Der Junge, der Träume schenkte
der East Side.
»Du bist Christmas?«, fragte Isaacson, den Blick starr vor sich ins Leere gerichtet.
»Ja, Sir«, antwortete Christmas, und sein Herz machte einen Satz.
Isaacson wandte den Kopf zu ihm und blickte ihn schweigend an. Es ist, als sähe er mich gar nicht, dachte Christmas. Dann richtete der elegante Mann den Blick wieder geradeaus und schwieg weiter, verloren in der eigenen Verlorenheit. Christmas spielte mit dem Zehn-Dollar-Schein, den er bis dahin nicht einmal angesehen hatte, und stellte fest, dass der Mann ihm ungeachtet all seines Schmerzes nicht gefallen wollte.
Zwanzig Dollar, dachte er. Sein Schmerz ist zwanzig Dollar wert.
Wenige Minuten später fuhr die große Limousine, nach der sich alle auf der Straße umdrehten, vor dem Krankenhaus vor. Der Chauffeur beeilte sich, Isaacson die Wagentür zu öffnen, und während Christmas hinter ihm herging, spürte er die Blicke der beiden Polizisten am Eingang auf sich gerichtet.
In der Empfangshalle wimmelte es von armen Leuten. Kaum hatte die Empfangsschwester Isaacson erkannt, gab sie einem Pfleger ein Zeichen, der gleich darauf herbeigeeilt kam.
»Doktor Goldsmith ist jetzt da. Er ist bei der jungen Dame im Zimmer«, sagte er und verbeugte sich. »Ich bringe Sie hin.«
Sie liefen durch eine Reihe überfüllter Flure, auf denen geklagt, geraucht oder Karten gespielt wurde. Der Krankenpfleger ging ruppig mit allen um, die im Weg standen. So herablassend, wie sich vielleicht seiner Vorstellung nach ein Diener des Herrn Isaacson Geringeren gegenüber zu verhalten hatte. Christmas beobachtete, wie Kinder, die gerade noch gespielt und fröhlich gekreischt hatten, verstummten, als sie an ihnen vorbeigingen. Und wie Männer und Frauen instinktiv den Blick senkten oder sich verbeugten. Dann beobachtete er Isaacson. Wie ein Geist schritt er an ihnen vorbei, ohne sie wahrzunehmen. Vielleicht liegt es an seinem Schmerz und seiner Sorge, dachte Christmas, vielleicht nimmt er aber auch grundsätzlich niemanden wahr, der keine gesellschaftliche Bedeutung hat.
Doch das war in dem Moment nicht wichtig. Christmas war von einem seltsamen Gefühl erfasst, das Atmen fiel ihm schwer, ihm war schwindlig, als hätte er getrunken, und seine Beine zitterten. Die Knie waren ihm weich geworden.

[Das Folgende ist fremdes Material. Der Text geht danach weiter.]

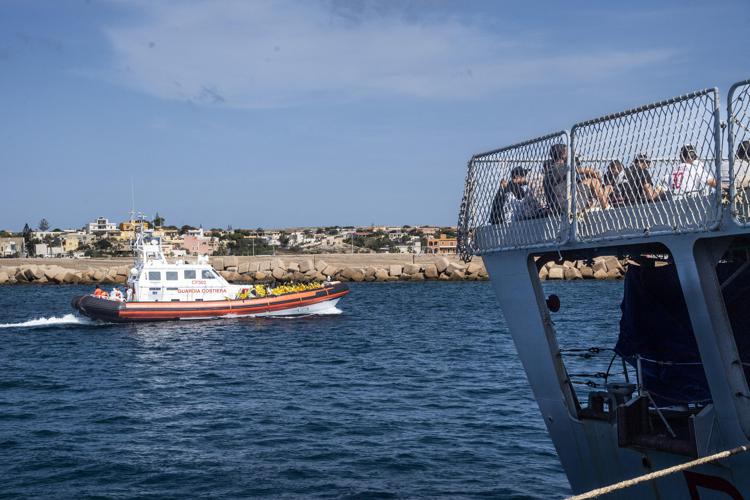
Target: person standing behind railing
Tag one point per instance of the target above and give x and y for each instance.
(554, 180)
(640, 186)
(615, 182)
(520, 203)
(690, 177)
(742, 166)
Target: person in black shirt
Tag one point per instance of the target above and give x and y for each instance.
(641, 187)
(555, 176)
(615, 184)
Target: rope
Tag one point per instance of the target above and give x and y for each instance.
(660, 473)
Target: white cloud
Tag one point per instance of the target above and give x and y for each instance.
(265, 54)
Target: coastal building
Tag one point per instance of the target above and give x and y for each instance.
(44, 250)
(101, 226)
(70, 242)
(12, 247)
(199, 245)
(127, 229)
(442, 245)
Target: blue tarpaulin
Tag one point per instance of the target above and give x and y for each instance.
(655, 325)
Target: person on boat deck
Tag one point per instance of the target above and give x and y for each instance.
(555, 176)
(520, 203)
(116, 294)
(498, 202)
(742, 167)
(588, 182)
(589, 187)
(614, 182)
(640, 186)
(689, 177)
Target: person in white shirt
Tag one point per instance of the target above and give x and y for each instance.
(520, 202)
(742, 165)
(690, 177)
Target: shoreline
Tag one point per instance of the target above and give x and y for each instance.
(302, 268)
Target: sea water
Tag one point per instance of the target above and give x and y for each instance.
(415, 390)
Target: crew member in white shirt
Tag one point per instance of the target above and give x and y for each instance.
(690, 177)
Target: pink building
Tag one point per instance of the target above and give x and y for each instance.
(199, 245)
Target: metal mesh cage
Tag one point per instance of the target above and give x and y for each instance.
(739, 149)
(515, 197)
(649, 170)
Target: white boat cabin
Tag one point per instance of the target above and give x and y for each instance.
(153, 279)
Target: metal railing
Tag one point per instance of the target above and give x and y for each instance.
(661, 170)
(655, 169)
(738, 118)
(516, 197)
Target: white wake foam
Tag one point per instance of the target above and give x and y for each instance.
(68, 319)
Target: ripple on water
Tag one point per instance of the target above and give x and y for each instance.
(414, 391)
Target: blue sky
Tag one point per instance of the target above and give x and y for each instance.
(304, 113)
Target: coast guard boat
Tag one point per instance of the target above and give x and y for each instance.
(667, 187)
(160, 290)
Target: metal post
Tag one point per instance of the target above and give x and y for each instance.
(570, 206)
(717, 160)
(639, 373)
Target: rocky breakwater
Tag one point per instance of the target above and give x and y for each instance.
(303, 269)
(236, 270)
(52, 273)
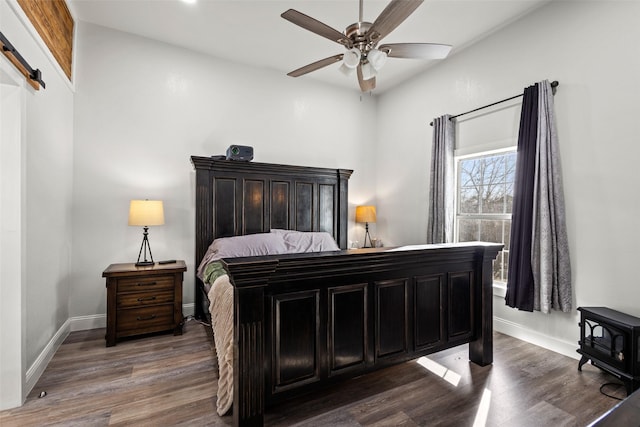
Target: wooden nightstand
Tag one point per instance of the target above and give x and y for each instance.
(142, 300)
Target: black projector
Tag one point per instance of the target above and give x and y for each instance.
(240, 152)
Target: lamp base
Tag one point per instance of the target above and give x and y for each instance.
(367, 236)
(144, 248)
(144, 263)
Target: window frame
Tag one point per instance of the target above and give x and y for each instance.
(498, 286)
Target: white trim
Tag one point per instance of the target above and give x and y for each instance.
(533, 337)
(42, 361)
(77, 323)
(83, 323)
(500, 289)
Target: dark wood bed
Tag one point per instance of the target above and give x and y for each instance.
(304, 321)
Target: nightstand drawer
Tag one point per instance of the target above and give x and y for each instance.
(148, 283)
(145, 319)
(145, 298)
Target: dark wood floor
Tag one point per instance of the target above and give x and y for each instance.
(170, 380)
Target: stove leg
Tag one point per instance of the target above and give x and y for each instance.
(583, 360)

Er dachte an die grünen Augen, die er durch all das Blut hindurch erahnt hatte. Ruths Augen, die ihn anblickten und ihm zulächelten. Und er hatte ein flaues Gefühl im Magen, wie er es noch nie zuvor empfunden hatte. Auch erinnerte er sich, als hätte er Ruth eben erst abgesetzt, noch gut an den Schmerz in seinen Armen, auf denen er sie getragen hatte. Dennoch hatte er nicht gewollt, dass Santo ihn ablöste und sie berührte. Denn es war, als gehörte Ruth ihm, Christmas. Oder als gehörte er Ruth. Als wäre er nur geboren worden, um sie an dem Morgen zu retten. Bei diesem Gedanken raste sein junges Herz vor Aufregung, und sein Atem ging keuchend.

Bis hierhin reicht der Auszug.